After leaving SRE, we parked up at the top of the driveway, as lots of FM and MW stations were coming in, especially from London, and it was a good opportunity to compile some reception reports. On medium wave 1584 kHz, there was London Turkish Radio, while on FM, Active FM (Romford) on 107.5 MHz and London Greek Radio on 103.3 MHz were putting in strong stereo signals. There was also an incredible number of other, possibly pirate radio stations across the whole FM band. Announcements heard included Touch, Fat, Shine, Time, Scene, Power, Kool, CFM, SLR, Upfront, Rinse, Skyline, Freak, Erotica, Vibes, De-ja-vu, Taste, Passion, Mission, Vogue, Station, Vine and Ice! Furthermore, there were also unlisted transmissions on 89.4, 90.2, 92.1, 92.3, 94.3, 95.2, 101.5, 102.5, 104.0, 105.15, 107.0 and 108.0 MHz.

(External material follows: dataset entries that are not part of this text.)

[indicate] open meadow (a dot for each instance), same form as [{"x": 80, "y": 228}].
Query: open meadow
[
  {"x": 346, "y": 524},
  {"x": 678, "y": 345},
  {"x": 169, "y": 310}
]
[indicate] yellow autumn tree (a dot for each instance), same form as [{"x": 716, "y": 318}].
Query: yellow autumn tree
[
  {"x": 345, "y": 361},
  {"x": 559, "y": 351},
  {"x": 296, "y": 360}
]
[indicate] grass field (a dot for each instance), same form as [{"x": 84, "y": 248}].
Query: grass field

Programme formats on these stations included reggae, drums n bass, hardcore, techno, rock, Indian, African, pop, garage, rap, soul and dance music, shouts for listeners, promotional messages for nightclub events, and advertisements for local shops. It was tempting to stick around and investigate these fascinating signals further, but if they were indeed pirates, then it would be illegal to do so, and time was marching on if we were to try to get to the BDXC meeting in Hove.

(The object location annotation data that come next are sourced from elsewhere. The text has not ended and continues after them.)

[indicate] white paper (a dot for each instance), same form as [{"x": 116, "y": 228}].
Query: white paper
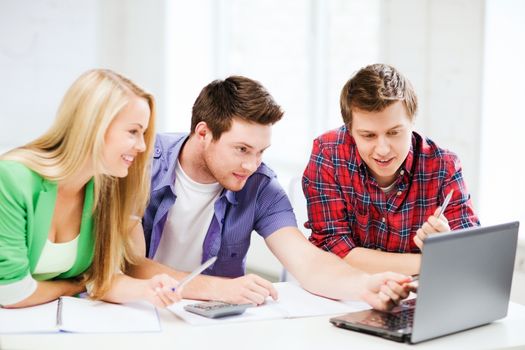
[
  {"x": 293, "y": 302},
  {"x": 82, "y": 316},
  {"x": 88, "y": 316},
  {"x": 35, "y": 319}
]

We followed the M25 orbital around the East of London, noting RSL station Fusion FM on 87.7 MHz while on the Orpington by-pass. I was later to discover that it actually came from Orpington, with a full title of Fusion Cray Youth Radio. This in mind, it was all the more surprising to hear the comment "Heres a spliff, take a puff!" on air. South of London, the M25 started to jam, possibly due to weight of traffic heading into Gatwick Airport. Shortly we were able to head due south towards Brighton on the M23, and pick up another LPAM station, Hospital Radio Crawley on 1287 kHz. This was carrying test transmissions with a mix of 60s to 80s music and announcements about the WVRS shop in the hospital foyer.
(BDXC Hove meeting: L-R: Mark Savage, Dave Kenny, Alan Pennington, Tom Read, Jimmy Read)

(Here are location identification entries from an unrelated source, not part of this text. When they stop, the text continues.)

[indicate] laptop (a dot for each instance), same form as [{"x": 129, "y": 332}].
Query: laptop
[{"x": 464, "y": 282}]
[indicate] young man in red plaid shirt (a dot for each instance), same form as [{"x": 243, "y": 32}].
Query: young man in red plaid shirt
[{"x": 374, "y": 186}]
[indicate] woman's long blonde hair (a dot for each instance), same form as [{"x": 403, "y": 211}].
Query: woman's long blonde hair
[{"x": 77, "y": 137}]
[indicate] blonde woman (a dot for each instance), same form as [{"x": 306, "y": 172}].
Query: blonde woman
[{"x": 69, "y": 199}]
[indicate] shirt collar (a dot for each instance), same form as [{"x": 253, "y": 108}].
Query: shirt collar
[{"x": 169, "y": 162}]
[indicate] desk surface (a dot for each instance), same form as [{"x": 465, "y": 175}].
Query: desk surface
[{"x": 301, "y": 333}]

With the time already later than the advertised start time of the Hove BDXC get-together, Jimmy and I checked into the Downsview Caravan Park near Woodmancote, hurriedly pitched the tent and even more hurriedly showered and changed. Then it was down to Hove, and the Hove Place pub on 2nd Avenue, where we arrived only two hours late at 9pm! Fortunately, the weather was fine and we were able to remain outdoors throughout the evening, in the beautiful Italianate beer garden behind the bar. I very much enjoyed meeting up with long standing British DX Club board members and section editors Mark Savage, Dave Kenny and Alan Pennington. Dave is the founder of the BDXC, and he brought along items including the first ever edition of Communication the club journal. I brought in a portable tape cassette player and played back my recordings of Radio England 1566 from earlier that same day. At closing time, we made our separate ways, the idea being that Jimmy and myself would make the short walk to a couple of streets away where I had earlier parked the car. Problem was, I thought I had remembered where I had parked it, but in fact hadnt! After pacing up and down the Hove streets for over an hour, with the background noise of the breaking waves getting ever eerier, I began to fear the worst; that the car had been stolen. Fortunately, we then stumbled across it, much to our relief! As we drove back over the South Downs, the car radio gave us Surf 107.2, a fairly new station for Brighton, and the nine year old Isle of Wight Radio, but now newly on FM, on 107.0 MHz. We eventually got down to sleep in the tent at 0110 hours BST, although Jimmy had got a bit of a head start by sleeping in the car from Hove. No staying power these youngsters!!!